G-a-r-r-i-c-k, M-i-c-h-a-e-l.

H-a-r-t-s-o-n-, N-o-r-a.

S-i-m-o-n, E-d-g-a-r.

Cuando termino, tengo toneladas de correspondencias. Viena, Austria. Kaunas, Lituania. Gyongyos, Hungría. Incluso Highland Park, Illinois. Pero ninguno de ellos me lleva más cerca de Vaughn. Aparto el teclado a un lado, y fastidiado, me inclino hacia atrás en la silla. Estoy a punto de considerar el día perdido cuando noto una mano en el hombro.

Me doy la vuelta tan de prisa que casi me caigo del asiento. Detrás de mí hay una mujer de piel aceitunada con pelo negro rizado. Una camiseta negra con la palabra «Perv» en letras blancas le marca tan ajustada como para mirarla dos veces. Unos vaqueros gastados le cuelgan sueltos de las caderas.

– Salgamos de aquí, Michael -dice con voz temblorosa.

– ¿Cómo sabe…?

– No pregunte lo que es obvio, eso no nos ayudará. -Me levanto del asiento mientras ella observa la sala moviendo ligeramente las manos y repiqueteando las largas uñas de sus dedos medios contra los pulgares. Se frota la nariz dos veces, incapaz de estarse quieta.

– ¿Dónde está…?

– Hoy no -dice rápidamente. Me empuja por la espalda, derecho hacia la puerta-. Ahora a ver si lo saco de aquí de una sola pieza.

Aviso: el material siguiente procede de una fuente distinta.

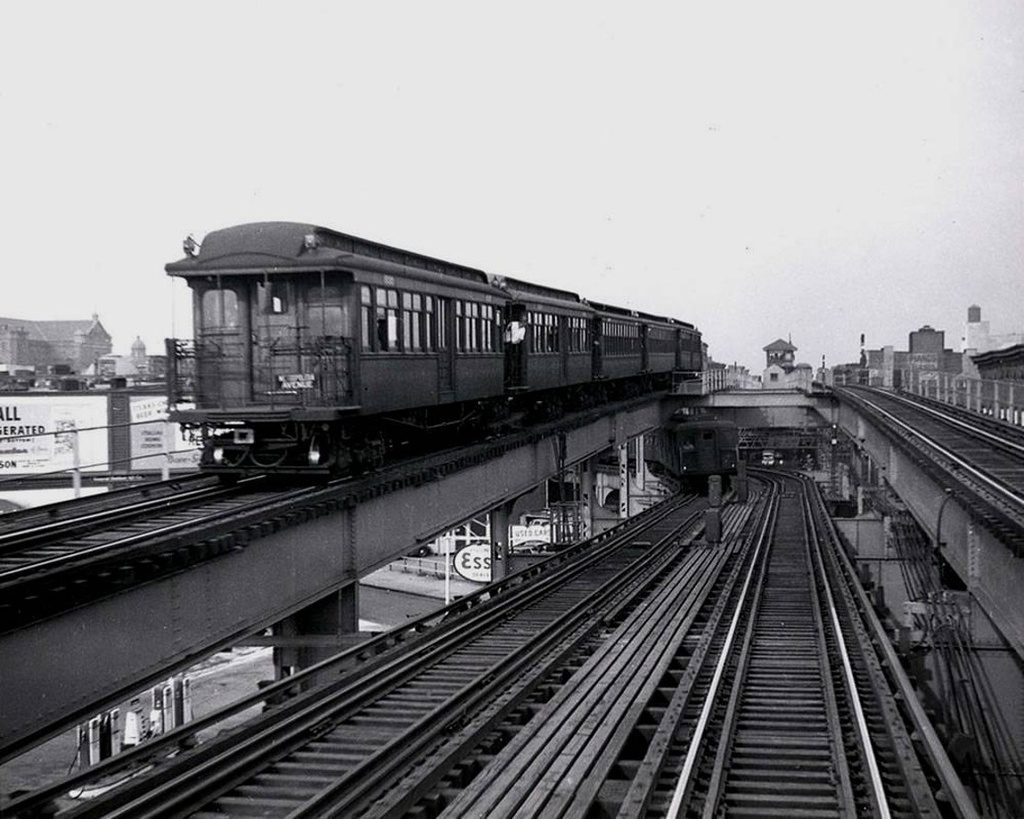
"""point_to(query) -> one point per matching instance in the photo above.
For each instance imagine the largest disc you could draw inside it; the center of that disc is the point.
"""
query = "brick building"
(43, 344)
(1003, 364)
(781, 372)
(927, 353)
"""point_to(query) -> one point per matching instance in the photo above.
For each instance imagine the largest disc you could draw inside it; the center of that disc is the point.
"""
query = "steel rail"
(992, 483)
(11, 575)
(950, 782)
(867, 748)
(346, 662)
(206, 761)
(417, 737)
(757, 565)
(23, 518)
(25, 539)
(952, 420)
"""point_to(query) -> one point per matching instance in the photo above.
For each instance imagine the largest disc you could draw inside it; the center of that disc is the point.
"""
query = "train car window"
(429, 325)
(366, 297)
(441, 325)
(413, 320)
(387, 320)
(328, 311)
(460, 327)
(271, 297)
(220, 309)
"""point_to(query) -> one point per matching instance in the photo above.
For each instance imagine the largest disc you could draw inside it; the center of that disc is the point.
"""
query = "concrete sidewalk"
(421, 576)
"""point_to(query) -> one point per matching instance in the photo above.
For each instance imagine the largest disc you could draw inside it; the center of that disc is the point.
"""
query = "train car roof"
(540, 294)
(613, 310)
(282, 247)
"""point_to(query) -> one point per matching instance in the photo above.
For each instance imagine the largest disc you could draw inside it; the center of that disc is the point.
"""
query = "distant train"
(691, 449)
(317, 352)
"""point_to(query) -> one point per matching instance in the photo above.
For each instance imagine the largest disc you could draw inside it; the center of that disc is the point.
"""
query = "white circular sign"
(473, 562)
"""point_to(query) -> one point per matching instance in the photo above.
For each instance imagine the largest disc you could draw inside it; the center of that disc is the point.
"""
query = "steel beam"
(68, 667)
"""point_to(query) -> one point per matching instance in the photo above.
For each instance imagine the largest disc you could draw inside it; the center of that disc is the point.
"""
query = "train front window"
(220, 309)
(272, 297)
(328, 311)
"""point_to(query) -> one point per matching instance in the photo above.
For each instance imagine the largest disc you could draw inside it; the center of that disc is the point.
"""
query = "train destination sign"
(297, 381)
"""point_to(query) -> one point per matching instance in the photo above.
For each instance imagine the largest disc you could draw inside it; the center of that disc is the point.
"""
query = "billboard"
(153, 436)
(36, 433)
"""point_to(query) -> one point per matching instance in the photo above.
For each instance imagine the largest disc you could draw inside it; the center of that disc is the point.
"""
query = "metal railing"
(1001, 400)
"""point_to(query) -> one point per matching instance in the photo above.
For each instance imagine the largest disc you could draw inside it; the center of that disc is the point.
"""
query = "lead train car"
(315, 351)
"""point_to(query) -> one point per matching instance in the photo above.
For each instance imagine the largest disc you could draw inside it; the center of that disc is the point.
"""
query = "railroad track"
(981, 464)
(770, 701)
(144, 490)
(342, 745)
(82, 554)
(650, 675)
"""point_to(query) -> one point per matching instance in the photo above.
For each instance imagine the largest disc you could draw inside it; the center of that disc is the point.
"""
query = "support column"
(316, 632)
(641, 468)
(624, 479)
(499, 519)
(588, 498)
(742, 485)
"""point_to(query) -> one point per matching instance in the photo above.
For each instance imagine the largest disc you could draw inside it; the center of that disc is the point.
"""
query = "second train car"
(316, 352)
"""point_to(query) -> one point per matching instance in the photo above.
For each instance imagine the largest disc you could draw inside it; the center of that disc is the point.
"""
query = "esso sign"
(473, 562)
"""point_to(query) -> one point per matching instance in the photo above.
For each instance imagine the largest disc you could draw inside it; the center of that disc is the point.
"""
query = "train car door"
(329, 334)
(279, 360)
(222, 354)
(516, 349)
(445, 350)
(563, 346)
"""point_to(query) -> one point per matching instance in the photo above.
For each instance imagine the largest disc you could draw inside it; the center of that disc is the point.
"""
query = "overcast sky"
(759, 169)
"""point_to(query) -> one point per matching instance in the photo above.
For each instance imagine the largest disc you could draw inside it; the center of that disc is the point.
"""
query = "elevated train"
(316, 352)
(692, 448)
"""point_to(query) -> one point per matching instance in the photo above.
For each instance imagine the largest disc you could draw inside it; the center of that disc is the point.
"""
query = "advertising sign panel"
(473, 562)
(153, 435)
(535, 532)
(35, 435)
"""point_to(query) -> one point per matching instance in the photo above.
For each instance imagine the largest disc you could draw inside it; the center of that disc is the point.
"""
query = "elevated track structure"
(644, 673)
(123, 596)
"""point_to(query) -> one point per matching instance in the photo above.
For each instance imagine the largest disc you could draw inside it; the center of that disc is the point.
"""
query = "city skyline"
(758, 171)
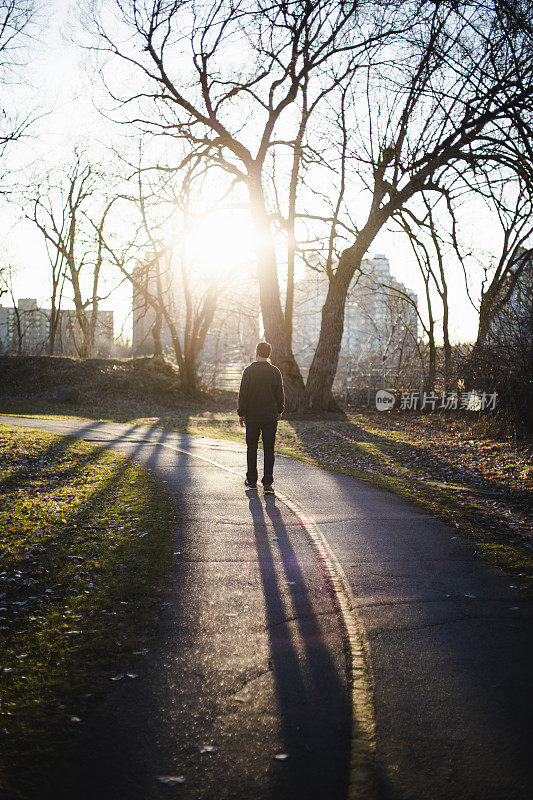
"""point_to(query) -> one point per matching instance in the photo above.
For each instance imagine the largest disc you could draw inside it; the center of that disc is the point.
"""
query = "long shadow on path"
(310, 688)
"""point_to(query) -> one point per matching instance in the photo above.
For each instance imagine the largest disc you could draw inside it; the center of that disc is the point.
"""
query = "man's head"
(263, 350)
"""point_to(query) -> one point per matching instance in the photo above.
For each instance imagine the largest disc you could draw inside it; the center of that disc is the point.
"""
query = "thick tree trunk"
(274, 321)
(326, 358)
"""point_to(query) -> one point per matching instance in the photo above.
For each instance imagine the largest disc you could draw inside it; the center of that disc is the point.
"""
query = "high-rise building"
(380, 316)
(25, 329)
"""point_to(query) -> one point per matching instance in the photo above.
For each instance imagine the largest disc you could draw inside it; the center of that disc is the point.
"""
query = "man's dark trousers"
(268, 431)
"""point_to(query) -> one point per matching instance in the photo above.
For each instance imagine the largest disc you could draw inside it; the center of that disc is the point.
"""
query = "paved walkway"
(254, 648)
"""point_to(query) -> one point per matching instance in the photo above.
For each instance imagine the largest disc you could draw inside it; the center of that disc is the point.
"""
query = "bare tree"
(168, 290)
(70, 210)
(17, 26)
(450, 115)
(437, 101)
(235, 116)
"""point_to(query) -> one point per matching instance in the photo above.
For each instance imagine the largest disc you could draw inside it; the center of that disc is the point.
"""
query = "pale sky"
(60, 83)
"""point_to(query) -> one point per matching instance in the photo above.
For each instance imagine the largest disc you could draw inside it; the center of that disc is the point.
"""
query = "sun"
(219, 244)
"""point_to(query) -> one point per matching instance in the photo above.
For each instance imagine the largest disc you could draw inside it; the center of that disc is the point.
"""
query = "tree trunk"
(326, 358)
(273, 319)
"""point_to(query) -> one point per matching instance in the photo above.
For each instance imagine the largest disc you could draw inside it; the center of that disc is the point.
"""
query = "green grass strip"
(85, 540)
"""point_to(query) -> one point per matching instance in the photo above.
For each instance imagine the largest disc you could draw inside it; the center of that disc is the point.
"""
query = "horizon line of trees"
(330, 122)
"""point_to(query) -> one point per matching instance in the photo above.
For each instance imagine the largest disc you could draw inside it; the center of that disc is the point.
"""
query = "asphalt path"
(254, 655)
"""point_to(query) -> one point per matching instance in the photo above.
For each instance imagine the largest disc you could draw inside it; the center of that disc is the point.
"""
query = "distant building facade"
(380, 320)
(25, 330)
(230, 340)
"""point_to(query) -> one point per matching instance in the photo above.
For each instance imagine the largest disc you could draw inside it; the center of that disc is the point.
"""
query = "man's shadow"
(307, 660)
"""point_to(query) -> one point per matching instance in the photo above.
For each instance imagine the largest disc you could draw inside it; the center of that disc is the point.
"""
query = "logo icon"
(384, 400)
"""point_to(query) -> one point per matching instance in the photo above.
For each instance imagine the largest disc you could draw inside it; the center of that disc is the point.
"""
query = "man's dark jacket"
(261, 395)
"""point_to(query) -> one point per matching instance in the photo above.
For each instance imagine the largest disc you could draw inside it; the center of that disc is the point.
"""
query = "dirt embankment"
(67, 385)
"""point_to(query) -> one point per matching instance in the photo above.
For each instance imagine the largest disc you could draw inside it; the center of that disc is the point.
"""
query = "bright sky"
(62, 85)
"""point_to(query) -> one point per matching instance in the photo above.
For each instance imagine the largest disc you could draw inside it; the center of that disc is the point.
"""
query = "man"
(261, 403)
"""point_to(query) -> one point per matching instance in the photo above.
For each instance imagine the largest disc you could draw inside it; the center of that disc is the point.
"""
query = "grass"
(432, 462)
(414, 464)
(86, 538)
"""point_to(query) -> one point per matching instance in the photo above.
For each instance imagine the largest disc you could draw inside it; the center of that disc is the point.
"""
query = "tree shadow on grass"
(115, 577)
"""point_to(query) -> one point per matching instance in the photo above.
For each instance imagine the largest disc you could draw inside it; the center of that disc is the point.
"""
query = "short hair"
(263, 349)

Acelero sin más palabras. Me coge por detrás de la camisa para frenarme.

– Sólo corren los cretinos -susurra.

Empujo la puerta de cristal y espero hasta que volvemos a estar entre la multitud. Giramos a la izquierda y nos vamos hacia la amplia escalera que conduce al vestíbulo general.

– ¿Entonces no va a venir? -pregunto.

Con su hipervelocidad, tuerce el cuello en todas direcciones. Sobre su hombro, sobre el mío, sobre la barandilla de la escalera… no lo puede evitar.

– Se cargaron a su ex novia el martes -explica-. Y a Vaughn ni siquiera le gustaba.

– No comprendo.

– No importa -tartamudea-. Aquí, no.

– Entonces, ¿cuándo…?

Me pone una mano sudorosa en el hombro y me acerca a ella.

– Zoo nacional. Miércoles a la una en punto -me suelta, y baja a toda velocidad el resto de los peldaños.